Warnock proposed a public artwork honoring Jimmie and the late Stevie Ray Vaughan be built just blocks from the brothers’ childhood home in Oak Cliff. As he saw it, Dallas honors businessmen, politicians and longhorns, but doesn't put much effort into commemorating the contributions of its artists, even world-renowned trailblazers such as the Vaughans. Warnock echoes a remark made by his old history professor at Baylor University, “Cultural history is as important as the history of battles and politicians.”
The story behind the Oak Cliff statue honoring the Vaughans became a saga on its own, but Warnock's efforts finally came to fruition in 2020, when a work by Casto Solano was unveiled in Kiest Park.
“I am a guitar player, too, but when they picked up their guitars, they played an instrument I was no longer familiar with," Warnock says. "For both of them, the guitar became an extension of their body. Whenever I went to see the Vaughan brothers play anywhere, there was always a crowd of musicians and always somebody famous there too.”
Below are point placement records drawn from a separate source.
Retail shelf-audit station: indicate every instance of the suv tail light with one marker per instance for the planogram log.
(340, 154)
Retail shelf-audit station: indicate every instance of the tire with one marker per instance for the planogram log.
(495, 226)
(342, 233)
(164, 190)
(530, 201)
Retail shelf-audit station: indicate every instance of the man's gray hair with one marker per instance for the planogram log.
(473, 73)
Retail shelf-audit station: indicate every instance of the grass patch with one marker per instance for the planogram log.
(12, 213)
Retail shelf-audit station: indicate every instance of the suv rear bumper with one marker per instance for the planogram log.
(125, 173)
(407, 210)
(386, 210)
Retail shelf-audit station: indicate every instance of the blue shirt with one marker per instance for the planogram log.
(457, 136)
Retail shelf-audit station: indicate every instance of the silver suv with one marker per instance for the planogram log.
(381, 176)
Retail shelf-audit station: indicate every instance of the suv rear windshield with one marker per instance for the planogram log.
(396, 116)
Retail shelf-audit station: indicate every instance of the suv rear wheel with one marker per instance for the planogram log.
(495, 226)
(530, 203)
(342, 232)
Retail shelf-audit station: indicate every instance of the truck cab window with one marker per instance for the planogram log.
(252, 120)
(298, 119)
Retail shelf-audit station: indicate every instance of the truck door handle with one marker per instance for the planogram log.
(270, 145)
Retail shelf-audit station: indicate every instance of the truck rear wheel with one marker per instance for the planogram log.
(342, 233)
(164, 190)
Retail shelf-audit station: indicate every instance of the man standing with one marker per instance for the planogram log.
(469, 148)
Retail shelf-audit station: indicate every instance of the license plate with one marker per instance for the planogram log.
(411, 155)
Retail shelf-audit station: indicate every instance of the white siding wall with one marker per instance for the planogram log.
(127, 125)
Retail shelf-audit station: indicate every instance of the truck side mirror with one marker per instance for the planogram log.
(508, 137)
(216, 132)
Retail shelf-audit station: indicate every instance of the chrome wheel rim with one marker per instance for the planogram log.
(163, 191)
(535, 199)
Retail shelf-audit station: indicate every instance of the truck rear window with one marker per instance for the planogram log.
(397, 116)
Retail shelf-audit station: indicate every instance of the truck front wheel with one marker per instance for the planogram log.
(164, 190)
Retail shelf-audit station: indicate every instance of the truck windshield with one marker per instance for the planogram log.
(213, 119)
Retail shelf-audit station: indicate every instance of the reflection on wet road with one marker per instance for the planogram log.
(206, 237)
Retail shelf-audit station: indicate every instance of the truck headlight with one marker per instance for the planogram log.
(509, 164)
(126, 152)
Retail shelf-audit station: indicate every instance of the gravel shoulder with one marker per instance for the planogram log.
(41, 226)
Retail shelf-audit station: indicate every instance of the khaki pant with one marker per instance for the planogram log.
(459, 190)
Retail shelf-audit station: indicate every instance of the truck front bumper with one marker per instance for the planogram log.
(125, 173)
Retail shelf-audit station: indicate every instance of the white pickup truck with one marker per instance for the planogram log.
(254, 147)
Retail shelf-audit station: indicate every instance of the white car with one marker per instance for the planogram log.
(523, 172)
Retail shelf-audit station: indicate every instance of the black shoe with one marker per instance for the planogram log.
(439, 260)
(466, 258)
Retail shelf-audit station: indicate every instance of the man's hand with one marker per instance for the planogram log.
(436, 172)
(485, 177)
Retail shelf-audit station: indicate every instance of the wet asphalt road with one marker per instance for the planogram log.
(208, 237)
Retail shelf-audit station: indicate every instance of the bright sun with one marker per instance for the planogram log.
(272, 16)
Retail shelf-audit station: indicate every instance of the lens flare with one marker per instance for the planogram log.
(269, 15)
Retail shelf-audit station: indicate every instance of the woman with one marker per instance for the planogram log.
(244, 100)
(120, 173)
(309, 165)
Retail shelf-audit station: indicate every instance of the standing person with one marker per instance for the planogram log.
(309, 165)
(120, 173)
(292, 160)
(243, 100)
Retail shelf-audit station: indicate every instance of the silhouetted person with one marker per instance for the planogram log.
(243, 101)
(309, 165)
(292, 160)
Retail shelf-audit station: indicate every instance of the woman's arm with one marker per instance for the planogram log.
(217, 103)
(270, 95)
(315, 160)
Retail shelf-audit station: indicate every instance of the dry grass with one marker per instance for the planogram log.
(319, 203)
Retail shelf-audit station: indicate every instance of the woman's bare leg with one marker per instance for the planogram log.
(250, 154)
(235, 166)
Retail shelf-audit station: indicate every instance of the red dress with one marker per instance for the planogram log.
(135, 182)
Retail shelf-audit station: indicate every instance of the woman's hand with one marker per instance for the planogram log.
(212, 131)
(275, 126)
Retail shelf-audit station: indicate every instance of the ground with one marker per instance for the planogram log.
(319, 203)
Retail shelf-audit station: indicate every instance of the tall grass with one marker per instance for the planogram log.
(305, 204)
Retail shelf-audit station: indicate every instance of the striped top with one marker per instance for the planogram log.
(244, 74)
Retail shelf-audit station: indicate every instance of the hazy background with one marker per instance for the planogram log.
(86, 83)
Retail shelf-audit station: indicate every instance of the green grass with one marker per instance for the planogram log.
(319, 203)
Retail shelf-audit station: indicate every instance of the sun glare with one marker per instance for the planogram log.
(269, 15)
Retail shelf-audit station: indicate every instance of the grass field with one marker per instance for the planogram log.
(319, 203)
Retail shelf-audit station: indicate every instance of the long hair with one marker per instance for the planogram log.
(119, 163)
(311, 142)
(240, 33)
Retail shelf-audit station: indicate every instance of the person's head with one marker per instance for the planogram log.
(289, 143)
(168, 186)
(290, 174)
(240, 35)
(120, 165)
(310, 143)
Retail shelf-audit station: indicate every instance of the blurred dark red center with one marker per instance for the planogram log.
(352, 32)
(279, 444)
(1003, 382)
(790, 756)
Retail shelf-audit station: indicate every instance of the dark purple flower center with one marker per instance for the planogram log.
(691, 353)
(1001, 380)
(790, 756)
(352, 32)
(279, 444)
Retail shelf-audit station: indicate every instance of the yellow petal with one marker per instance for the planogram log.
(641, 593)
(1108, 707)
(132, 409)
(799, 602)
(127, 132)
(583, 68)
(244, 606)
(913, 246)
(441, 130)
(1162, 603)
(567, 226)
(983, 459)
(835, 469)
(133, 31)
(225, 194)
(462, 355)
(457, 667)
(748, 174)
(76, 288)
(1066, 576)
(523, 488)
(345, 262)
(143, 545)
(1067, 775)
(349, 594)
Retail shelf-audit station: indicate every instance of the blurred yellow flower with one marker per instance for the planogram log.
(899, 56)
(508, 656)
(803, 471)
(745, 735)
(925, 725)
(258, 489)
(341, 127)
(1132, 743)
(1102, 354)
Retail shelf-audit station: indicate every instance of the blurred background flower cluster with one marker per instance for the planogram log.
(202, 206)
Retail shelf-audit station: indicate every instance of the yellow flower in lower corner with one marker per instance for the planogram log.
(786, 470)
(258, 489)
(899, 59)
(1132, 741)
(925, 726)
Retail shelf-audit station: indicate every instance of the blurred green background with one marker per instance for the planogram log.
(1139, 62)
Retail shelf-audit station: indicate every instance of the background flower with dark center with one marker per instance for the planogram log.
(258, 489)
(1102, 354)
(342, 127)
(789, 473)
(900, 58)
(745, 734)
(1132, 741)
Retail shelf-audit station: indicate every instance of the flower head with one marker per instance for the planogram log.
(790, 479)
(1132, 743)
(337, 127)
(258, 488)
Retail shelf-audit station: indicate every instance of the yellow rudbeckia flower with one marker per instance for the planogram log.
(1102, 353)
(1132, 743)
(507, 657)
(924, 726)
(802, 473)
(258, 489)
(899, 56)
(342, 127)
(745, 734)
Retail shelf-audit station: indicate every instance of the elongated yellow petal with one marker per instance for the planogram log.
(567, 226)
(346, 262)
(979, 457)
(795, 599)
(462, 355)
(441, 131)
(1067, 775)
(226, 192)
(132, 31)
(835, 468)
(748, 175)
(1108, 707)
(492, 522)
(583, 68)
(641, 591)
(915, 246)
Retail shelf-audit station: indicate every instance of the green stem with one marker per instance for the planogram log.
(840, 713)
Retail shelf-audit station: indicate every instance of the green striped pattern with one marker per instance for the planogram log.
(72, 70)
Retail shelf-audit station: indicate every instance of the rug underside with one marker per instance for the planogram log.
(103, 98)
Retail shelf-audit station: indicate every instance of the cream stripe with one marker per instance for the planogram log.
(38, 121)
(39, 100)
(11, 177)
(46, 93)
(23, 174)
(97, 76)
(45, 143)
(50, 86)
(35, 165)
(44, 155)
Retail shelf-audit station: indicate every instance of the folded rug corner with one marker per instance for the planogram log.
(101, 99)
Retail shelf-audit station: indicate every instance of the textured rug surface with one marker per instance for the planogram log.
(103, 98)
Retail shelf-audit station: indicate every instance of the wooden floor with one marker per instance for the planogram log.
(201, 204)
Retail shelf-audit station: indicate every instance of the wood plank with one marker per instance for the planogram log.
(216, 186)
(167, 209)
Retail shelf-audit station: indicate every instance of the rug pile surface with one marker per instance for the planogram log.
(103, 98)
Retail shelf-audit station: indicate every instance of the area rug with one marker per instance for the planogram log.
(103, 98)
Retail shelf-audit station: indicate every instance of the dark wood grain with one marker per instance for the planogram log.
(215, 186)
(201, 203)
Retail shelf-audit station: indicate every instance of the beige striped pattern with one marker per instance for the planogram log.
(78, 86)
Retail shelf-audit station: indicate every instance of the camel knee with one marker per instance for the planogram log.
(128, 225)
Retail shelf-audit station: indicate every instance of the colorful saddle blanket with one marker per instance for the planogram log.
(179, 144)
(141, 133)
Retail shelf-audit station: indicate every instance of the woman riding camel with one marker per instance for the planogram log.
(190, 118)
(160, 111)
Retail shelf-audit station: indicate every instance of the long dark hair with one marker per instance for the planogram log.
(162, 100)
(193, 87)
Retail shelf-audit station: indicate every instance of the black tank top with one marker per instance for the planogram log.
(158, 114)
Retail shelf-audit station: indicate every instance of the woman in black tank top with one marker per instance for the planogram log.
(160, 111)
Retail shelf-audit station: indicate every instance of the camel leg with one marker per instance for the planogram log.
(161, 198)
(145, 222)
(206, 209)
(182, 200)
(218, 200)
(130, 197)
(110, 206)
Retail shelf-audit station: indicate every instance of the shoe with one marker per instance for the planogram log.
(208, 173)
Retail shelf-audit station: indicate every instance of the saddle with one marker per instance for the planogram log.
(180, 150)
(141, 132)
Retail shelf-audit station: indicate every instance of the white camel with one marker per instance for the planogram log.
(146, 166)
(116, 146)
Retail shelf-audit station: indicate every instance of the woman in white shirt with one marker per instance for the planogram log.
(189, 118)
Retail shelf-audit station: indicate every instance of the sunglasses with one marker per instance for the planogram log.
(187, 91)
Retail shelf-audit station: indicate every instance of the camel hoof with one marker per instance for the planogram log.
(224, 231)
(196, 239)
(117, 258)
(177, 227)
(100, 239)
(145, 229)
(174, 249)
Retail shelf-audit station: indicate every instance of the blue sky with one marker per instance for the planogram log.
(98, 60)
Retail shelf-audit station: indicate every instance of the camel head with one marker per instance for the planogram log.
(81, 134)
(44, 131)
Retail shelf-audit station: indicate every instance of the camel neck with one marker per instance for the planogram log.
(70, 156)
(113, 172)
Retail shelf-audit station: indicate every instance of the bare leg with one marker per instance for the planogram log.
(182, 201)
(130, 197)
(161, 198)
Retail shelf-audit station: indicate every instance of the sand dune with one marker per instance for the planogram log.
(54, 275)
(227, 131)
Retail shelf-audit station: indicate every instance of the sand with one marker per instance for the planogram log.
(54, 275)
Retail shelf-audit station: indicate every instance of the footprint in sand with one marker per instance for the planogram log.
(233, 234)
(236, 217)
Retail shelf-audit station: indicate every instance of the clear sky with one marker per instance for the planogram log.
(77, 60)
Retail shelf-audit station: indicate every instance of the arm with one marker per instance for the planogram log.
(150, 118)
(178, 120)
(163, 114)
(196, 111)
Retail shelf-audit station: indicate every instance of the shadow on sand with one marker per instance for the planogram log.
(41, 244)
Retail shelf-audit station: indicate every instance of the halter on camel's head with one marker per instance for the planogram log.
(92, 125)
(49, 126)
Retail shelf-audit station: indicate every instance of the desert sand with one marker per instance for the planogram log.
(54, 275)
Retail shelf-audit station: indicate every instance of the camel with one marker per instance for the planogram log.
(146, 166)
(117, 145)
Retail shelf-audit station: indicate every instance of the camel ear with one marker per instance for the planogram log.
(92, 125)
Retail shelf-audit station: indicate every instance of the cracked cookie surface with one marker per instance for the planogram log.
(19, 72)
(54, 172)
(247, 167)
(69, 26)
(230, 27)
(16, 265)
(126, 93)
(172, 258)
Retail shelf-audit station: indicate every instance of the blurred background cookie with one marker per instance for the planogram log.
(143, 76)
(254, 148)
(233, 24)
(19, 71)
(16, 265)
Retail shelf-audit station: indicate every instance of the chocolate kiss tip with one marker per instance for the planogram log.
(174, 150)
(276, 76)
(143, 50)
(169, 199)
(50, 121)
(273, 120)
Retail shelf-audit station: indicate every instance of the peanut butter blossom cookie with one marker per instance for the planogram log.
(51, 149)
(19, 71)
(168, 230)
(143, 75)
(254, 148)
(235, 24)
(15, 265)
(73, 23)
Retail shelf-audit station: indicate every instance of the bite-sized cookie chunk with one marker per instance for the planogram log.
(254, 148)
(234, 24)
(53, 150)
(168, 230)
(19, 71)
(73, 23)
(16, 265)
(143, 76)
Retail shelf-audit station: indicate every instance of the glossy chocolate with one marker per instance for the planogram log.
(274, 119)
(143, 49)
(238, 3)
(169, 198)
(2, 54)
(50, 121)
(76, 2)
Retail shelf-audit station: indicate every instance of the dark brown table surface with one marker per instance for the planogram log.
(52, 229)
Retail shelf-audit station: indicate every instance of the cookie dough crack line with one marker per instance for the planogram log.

Some of the famous names in the audience, he recalls, included Dicky Betts, Bob Dylan, Billy Gibbons and Jaco Pastorius.
The Vaughan brothers helped revive the Texas blues, bringing the sound to the national stage as they played with performers such as David Bowie, Jimi Hendrix and Eric Clapton. Stevie Ray Vaughan’s life ended in 1990 at age 35 in a fatal helicopter crash after opening a show for Clapton in Wisconsin.
Looking at the stories of the life and career of the Vaughan brothers, Warnock saw cracks in the narratives, inspiring him to create a documentary, which premieres on March 22 in Austin, filling in the blanks.
“There are tons of books and movies out [about Stevie Ray Vaughan], but all the good documentaries always missed Jimmie’s voice,” he says.
Warnock also wanted to include other personal accounts, such as those of Eric Clapton and Jackson Browne, who loaned his recording studio to Stevie Ray for his first album.
Getting this many intimate perspectives was a challenging yet rewarding feat, Warnock says. He remembers the first time he showed the film to Jimmie Vaughan and his emotional response.
“We sat, just the two of us, and watched the film," Warnock says. "After it was over, he turned to me and said ‘I don’t know whether to cry or kiss you!’ For me, that was the biggest compliment.”
The Texas Theatre will screen the documentary later this month before its release on streaming platforms. Jimmie Vaughan will attend and participate in a Q&A session.
“We’ve been supporters of Kirby Warnock’s work for years," says the Texas Theatre's managing partner Barak Epstein. "We always show his films. His films are Dallas-focused, about the Dallas music scene. They are of great interest of Dallas, so we love to show them.”
Jimmie and Stevie Ray Vaughan: Brothers in Blues will screen at 7 p.m., March 23, at The Texas Theatre (231 W. Jefferson Blvd.), with an introduction and Q&A session with Jimmie Vaughan. Tickets are $17.